I'm actually having trouble figuring out what they mean. What's a "semi-simple quadratic extension of $\mathbb{Q}$? Do they mean a field extension? Those would all be separable and so fit the definition of a semisimple algebra (I think). So that would be redundant.
edit: Suppose they just mean a semisimple $Q$-algebra of dimension 2. The algebra is either $\mathbb{Q} \times \mathbb{Q}$ or $\mathbb{Q}(\sqrt{d})$. In the former case I claim the index is two. In the latter case, I'm not so sure. What do we know about the index of something in its normalizer? Or about the normalizer of matrices like $$\begin{pmatrix} a& db \\ b& a \end{pmatrix}?$$
Claim: Any two-dimensional semisimple $\mathbb{Q}$ algebra is either $\mathbb{Q} \times \mathbb{Q}$ or a degree two field extension of $\mathbb{Q}$. The only other possible thing in a Wedderburn decomposition would be a two-dimensional division algebra over $\mathbb{Q}$. The center of such an algebra would be a $\mathbb{Q}$-vector space, so necessarily either the whole thing, or just $\mathbb{Q}$. The center being $\mathbb{Q}$ isn't possible, because a central division algebra over a field is always of square dimension. $\square$
Claim: When the algebra is $\mathbb{Q} \times \mathbb{Q}$, the index of $\rho(K^\times)$ in its normalizer is two. For then $\rho(K^\times)$ are the invertible diagonal matrices. The normalizer of the invertible diagonal matrices in $GL_n(F)$ (perhaps I should say in characteristic not 2?) are the generalized permutation matrices, which have structure $\texttt{diag} \rtimes S_n$. Therefore the index of $\rho(K^\times)$ in its normalizer is $|S_2|=2$.

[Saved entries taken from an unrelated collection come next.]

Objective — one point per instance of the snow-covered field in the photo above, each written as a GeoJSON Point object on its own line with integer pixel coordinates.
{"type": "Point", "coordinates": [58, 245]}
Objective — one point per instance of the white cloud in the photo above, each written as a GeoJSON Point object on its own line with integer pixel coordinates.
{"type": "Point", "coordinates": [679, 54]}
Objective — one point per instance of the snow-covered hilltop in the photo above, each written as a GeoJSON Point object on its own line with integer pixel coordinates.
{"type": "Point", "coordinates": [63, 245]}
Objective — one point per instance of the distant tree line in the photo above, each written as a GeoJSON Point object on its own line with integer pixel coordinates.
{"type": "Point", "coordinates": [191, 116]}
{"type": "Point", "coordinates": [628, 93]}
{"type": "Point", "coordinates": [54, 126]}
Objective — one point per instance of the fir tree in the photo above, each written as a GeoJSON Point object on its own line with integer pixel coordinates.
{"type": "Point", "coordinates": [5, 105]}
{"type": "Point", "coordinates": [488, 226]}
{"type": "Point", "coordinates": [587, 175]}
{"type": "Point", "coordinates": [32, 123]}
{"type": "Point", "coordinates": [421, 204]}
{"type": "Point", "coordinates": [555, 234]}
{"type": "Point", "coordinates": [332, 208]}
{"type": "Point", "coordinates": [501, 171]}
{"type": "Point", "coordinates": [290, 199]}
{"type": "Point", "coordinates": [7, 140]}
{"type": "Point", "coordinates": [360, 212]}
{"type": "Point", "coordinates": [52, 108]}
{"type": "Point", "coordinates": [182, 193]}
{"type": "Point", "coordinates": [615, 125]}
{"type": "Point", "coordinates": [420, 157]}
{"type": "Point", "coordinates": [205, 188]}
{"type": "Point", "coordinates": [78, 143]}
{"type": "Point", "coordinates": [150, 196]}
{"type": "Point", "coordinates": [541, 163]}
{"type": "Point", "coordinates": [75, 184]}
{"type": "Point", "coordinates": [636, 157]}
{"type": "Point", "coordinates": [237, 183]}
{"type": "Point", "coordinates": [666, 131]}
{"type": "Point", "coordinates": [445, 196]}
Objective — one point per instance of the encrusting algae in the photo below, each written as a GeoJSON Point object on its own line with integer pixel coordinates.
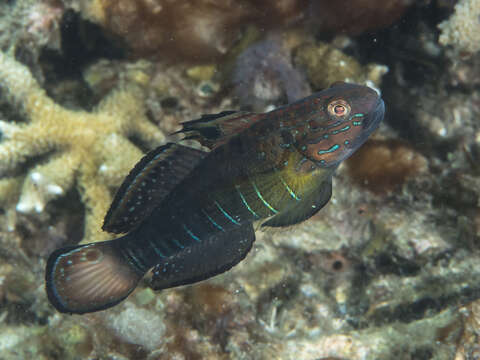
{"type": "Point", "coordinates": [88, 150]}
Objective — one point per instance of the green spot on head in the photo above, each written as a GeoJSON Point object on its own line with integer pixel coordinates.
{"type": "Point", "coordinates": [332, 149]}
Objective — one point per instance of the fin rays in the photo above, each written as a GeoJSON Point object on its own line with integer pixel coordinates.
{"type": "Point", "coordinates": [89, 278]}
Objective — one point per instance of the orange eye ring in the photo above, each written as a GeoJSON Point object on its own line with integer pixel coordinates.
{"type": "Point", "coordinates": [339, 108]}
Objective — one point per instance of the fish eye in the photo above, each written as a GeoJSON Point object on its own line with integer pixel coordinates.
{"type": "Point", "coordinates": [338, 108]}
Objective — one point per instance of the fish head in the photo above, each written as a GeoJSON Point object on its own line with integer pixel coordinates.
{"type": "Point", "coordinates": [346, 116]}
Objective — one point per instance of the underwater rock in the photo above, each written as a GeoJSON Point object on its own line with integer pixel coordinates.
{"type": "Point", "coordinates": [385, 165]}
{"type": "Point", "coordinates": [195, 31]}
{"type": "Point", "coordinates": [325, 64]}
{"type": "Point", "coordinates": [356, 16]}
{"type": "Point", "coordinates": [264, 75]}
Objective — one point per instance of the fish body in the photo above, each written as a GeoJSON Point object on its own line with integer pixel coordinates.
{"type": "Point", "coordinates": [188, 214]}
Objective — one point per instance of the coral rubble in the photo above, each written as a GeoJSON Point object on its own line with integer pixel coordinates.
{"type": "Point", "coordinates": [88, 150]}
{"type": "Point", "coordinates": [462, 29]}
{"type": "Point", "coordinates": [325, 64]}
{"type": "Point", "coordinates": [384, 273]}
{"type": "Point", "coordinates": [357, 16]}
{"type": "Point", "coordinates": [199, 30]}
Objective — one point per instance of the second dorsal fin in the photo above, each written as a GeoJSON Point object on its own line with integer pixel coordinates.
{"type": "Point", "coordinates": [213, 130]}
{"type": "Point", "coordinates": [148, 183]}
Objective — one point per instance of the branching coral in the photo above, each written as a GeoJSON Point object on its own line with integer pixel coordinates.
{"type": "Point", "coordinates": [462, 30]}
{"type": "Point", "coordinates": [88, 150]}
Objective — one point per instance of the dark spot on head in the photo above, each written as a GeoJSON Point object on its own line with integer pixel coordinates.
{"type": "Point", "coordinates": [92, 255]}
{"type": "Point", "coordinates": [337, 265]}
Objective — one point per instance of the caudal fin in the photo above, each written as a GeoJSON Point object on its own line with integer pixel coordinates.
{"type": "Point", "coordinates": [87, 278]}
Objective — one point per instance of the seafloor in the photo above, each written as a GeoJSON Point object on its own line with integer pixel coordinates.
{"type": "Point", "coordinates": [389, 269]}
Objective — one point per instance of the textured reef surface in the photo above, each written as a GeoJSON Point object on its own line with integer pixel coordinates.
{"type": "Point", "coordinates": [387, 270]}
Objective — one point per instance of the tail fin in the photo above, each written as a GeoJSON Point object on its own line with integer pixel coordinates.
{"type": "Point", "coordinates": [87, 278]}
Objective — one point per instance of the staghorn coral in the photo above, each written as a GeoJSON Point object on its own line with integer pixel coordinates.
{"type": "Point", "coordinates": [88, 150]}
{"type": "Point", "coordinates": [462, 29]}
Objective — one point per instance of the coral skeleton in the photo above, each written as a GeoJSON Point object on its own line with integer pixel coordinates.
{"type": "Point", "coordinates": [462, 29]}
{"type": "Point", "coordinates": [68, 148]}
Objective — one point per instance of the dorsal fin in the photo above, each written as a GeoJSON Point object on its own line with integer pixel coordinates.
{"type": "Point", "coordinates": [148, 183]}
{"type": "Point", "coordinates": [305, 209]}
{"type": "Point", "coordinates": [213, 130]}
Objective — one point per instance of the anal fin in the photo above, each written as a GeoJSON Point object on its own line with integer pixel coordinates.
{"type": "Point", "coordinates": [211, 256]}
{"type": "Point", "coordinates": [305, 208]}
{"type": "Point", "coordinates": [148, 183]}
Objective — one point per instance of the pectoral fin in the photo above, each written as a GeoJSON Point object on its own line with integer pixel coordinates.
{"type": "Point", "coordinates": [211, 256]}
{"type": "Point", "coordinates": [148, 183]}
{"type": "Point", "coordinates": [305, 208]}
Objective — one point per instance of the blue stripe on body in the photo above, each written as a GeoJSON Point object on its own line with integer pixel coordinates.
{"type": "Point", "coordinates": [332, 149]}
{"type": "Point", "coordinates": [263, 200]}
{"type": "Point", "coordinates": [151, 243]}
{"type": "Point", "coordinates": [192, 235]}
{"type": "Point", "coordinates": [226, 214]}
{"type": "Point", "coordinates": [212, 221]}
{"type": "Point", "coordinates": [245, 202]}
{"type": "Point", "coordinates": [176, 242]}
{"type": "Point", "coordinates": [289, 189]}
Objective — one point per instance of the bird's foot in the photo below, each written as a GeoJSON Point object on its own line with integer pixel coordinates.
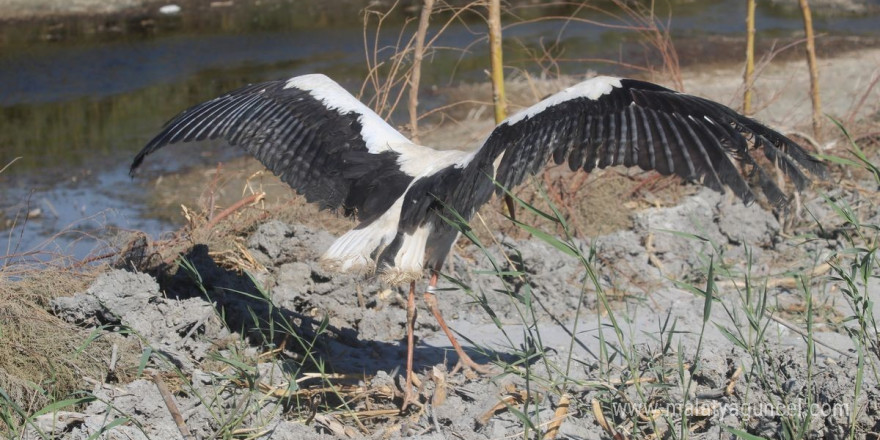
{"type": "Point", "coordinates": [468, 364]}
{"type": "Point", "coordinates": [411, 393]}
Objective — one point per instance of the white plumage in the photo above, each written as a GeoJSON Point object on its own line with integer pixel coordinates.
{"type": "Point", "coordinates": [331, 147]}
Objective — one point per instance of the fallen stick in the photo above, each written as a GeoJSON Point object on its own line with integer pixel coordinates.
{"type": "Point", "coordinates": [253, 198]}
{"type": "Point", "coordinates": [172, 407]}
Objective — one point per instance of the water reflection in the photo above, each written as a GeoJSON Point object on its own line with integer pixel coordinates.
{"type": "Point", "coordinates": [78, 97]}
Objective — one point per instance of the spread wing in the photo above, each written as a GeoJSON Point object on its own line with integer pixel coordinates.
{"type": "Point", "coordinates": [609, 121]}
{"type": "Point", "coordinates": [308, 130]}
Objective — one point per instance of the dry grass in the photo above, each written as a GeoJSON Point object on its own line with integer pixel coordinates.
{"type": "Point", "coordinates": [40, 360]}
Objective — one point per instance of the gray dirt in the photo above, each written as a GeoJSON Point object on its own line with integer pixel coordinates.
{"type": "Point", "coordinates": [642, 268]}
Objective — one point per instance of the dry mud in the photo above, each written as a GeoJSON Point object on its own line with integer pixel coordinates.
{"type": "Point", "coordinates": [365, 335]}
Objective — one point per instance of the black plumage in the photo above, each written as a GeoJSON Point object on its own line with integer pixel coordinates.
{"type": "Point", "coordinates": [338, 153]}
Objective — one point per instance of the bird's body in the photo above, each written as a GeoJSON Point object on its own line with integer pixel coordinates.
{"type": "Point", "coordinates": [337, 152]}
{"type": "Point", "coordinates": [330, 147]}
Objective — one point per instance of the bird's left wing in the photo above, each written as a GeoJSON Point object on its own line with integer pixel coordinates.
{"type": "Point", "coordinates": [309, 131]}
{"type": "Point", "coordinates": [608, 121]}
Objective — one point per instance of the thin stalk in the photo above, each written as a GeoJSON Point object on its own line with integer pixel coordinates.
{"type": "Point", "coordinates": [814, 68]}
{"type": "Point", "coordinates": [749, 76]}
{"type": "Point", "coordinates": [498, 97]}
{"type": "Point", "coordinates": [416, 77]}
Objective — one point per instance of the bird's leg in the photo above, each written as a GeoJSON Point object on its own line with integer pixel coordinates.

Claim: In case the algebra is $\mathbb{Q}(\sqrt{d})$, the normalizer is two.
Lemma: The subgroup $\rho(K^\times)$ is self-centralizing.
Lemma: The subgroup $\rho(K^\times)$ is not self-normalizing. For think about automorphisms of $K/\mathbb{Q}$: the one sending $\sqrt{d} \mapsto -\sqrt{d}$. I should be able to get that from conjugation, since I can change basis from $1, \sqrt{d}$ to $1, -\sqrt{d}$. In particular, conjugation by $$\begin{pmatrix} 1 & 0 \\ 0 & -1 \end{pmatrix}$$ is nontrivial.
Now the normalizer mod the centralizer is a subgroup of $\operatorname{Gal}(K/\mathbb{Q})$, so $|N/C|$ is at most two, and we just showed it's more than one. $\square$